Il y a tout un monde de choses que l'on sait simplement par habitude, automatiquement, qui ont été tout à fait effacées (parce que toutes les habitudes sont de plus en plus effacées), et alors c'est quelquefois embarrassant! Et ça revient, toutes ces choses reviennent comme cela, comme sur un écran (mais l'écran de la conscience), et alors celles qui correspondent à une réalité, elles viennent en avant comme une image et la réalité est derrière, alors c'est très facile: on attrape la réalité et c'est fini. Mais il y en a beaucoup: il n'y a que l'image! il n'y a rien derrière. Alors comment les remplacer?

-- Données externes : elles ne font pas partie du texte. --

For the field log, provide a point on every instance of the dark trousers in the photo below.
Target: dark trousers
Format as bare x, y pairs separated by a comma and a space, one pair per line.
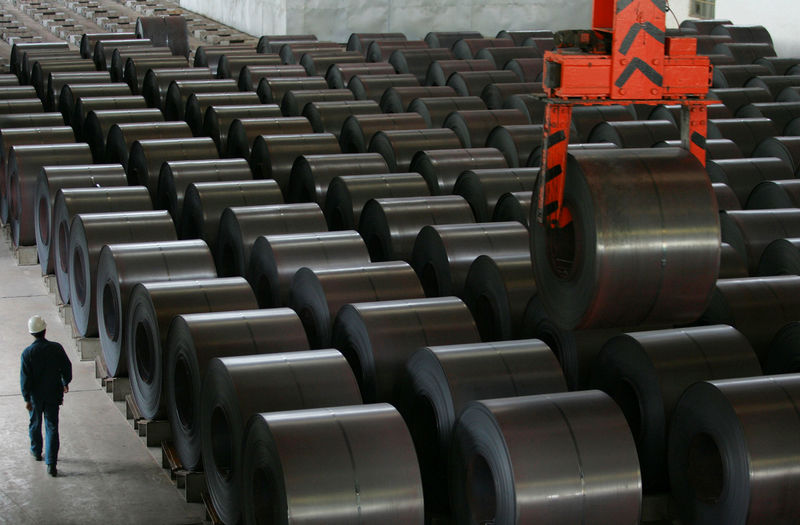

C'est très intéressant au point de vue des langues... Ce sont des choses qui viennent, qui restent une heure, deux heures et qui s'en vont; ce sont comme des leçons, des choses à apprendre; et un jour comme cela, est venue la question des langues, les différentes langues. Ces langues se sont formées petit à petit (probablement par l'usage, et puis, comme tu dis, un jour quelqu'un s'est avisé de fixer cela d'une façon logique et grammaticale), mais derrière ces langues, il y a des expériences identiques – identiques dans leur essence – et il y a des sons certainement qui correspondent à ces expériences; et ces sons se retrouvent dans les langues, les différents sons avec de toutes petites déviations. Et un jour (pendant longtemps, pendant plus d'une heure), cela s'est déroulé avec toutes les preuves à l'appui et toutes les langues. Malheureusement, je ne voyais pas clair, c'était la nuit, je ne pouvais pas noter, et alors c'est parti. Mais ça doit pouvoir revenir. C'était vraiment intéressant... (Mère cherche à se souvenir de l'expérience.) Il y avait même des langues que je n'ai jamais entendues: beaucoup de langues européennes, j'ai entendu; dans l'Inde, plusieurs langues indiennes, mais principalement le sanscrit; et puis le japonais; et il y avait des langues que je n'ai jamais entendues. Et tout cela était là. Et il y avait des sons, certains sons qui viennent de tout en haut, des sons... (comment dire?) des sons que Ton pourrait appeler essentiels, et je voyais comment ils prenaient forme et se déformaient dans les langues (Mère trace une ligne sinueuse qui descend et se ramifie en descendant). Des sons comme l'affirmative et la négation – ce qui pour nous est «oui» et «non» –, et puis l'expression de certaines relations... (Mère cherche à se rappeler). Mais ce qui était intéressant, c'est que c'était venu avec tous les mots, et des tas de mots que je ne connaissais pas! et à ce moment-là je les connaissais (ça vient d'un subconscient quelque part), je connaissais tous ces mots.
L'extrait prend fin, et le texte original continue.